The discovery of the fact that the child is endowed with an absorbent mind has brought about a revolution in education. Now it is easy to understand why the first is the most important amongst the periods of development. The creation of human character takes place within its span; and once we have understood this, it also becomes clear that we must help the child in his creative work. For there is no age in which the child is more in need of intelligent help than in this period. It is evident that if the child meets with obstacles, his creative work becomes less perfect. We do not any longer help the child because he is a small and weak being. No! We have realized that the child is endowed with great creative powers, that these great powers are delicate in their nature and can be thwarted if obstacles are placed in their path.
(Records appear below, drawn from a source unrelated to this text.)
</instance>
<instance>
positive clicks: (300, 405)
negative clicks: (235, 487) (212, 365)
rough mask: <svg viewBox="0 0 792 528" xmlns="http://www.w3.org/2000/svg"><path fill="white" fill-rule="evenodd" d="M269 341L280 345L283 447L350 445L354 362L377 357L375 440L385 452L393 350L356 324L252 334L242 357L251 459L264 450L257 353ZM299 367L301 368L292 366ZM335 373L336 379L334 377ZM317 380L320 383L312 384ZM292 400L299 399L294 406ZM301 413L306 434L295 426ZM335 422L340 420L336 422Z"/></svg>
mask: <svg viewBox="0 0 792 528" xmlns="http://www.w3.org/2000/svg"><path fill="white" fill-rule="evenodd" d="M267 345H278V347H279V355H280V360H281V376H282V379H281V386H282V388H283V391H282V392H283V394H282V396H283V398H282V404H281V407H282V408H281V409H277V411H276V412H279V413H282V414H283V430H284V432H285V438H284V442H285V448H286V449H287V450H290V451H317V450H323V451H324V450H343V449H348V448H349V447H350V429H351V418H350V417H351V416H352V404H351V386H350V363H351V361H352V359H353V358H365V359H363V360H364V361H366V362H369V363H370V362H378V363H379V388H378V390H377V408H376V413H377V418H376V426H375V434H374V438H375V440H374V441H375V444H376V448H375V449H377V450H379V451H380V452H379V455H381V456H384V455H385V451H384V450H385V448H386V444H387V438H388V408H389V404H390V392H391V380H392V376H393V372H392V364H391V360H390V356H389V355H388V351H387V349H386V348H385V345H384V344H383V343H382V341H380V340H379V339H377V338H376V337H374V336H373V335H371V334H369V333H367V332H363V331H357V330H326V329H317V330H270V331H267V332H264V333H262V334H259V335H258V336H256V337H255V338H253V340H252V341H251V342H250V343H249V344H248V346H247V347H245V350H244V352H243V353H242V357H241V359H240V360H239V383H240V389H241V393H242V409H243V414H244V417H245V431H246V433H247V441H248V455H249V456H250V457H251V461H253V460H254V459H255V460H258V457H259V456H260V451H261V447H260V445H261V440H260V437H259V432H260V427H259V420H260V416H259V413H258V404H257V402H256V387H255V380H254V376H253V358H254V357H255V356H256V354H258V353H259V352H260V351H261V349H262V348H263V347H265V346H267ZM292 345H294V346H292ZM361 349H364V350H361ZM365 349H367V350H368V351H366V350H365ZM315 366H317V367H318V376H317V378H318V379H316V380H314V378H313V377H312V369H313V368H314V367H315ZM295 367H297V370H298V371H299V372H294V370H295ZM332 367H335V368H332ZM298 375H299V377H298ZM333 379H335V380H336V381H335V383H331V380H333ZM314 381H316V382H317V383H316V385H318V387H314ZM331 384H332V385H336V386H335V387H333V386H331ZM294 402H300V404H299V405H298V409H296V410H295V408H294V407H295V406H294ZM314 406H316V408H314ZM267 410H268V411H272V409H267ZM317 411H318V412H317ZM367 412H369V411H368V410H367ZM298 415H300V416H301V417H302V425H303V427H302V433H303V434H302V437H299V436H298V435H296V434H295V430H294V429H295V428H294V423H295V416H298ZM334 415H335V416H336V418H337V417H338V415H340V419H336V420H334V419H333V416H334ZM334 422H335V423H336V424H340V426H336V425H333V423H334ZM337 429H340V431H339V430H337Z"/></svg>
It is these powers we wish to help, not the small child, not his weakness. When we understand that these powers belong to an unconscious mind which must become conscious by work and experience carried out in the environment, when we realize that the child’s mind is different from ours, that we cannot reach it and teach him things, that we cannot directly intervene in this process of passing from the unconscious to the conscious and of constructing the human faculties; then the whole conception of education will change and will become that of a help to the child’s life. Education will take the guise of an aid to the psychic development of man and not of making him memorize ideas and facts.

This is the new path of education and how to help this mind in its different processes, how to second the different powers and how to give strength to the different qualities of this mind will be the object of our study in this book.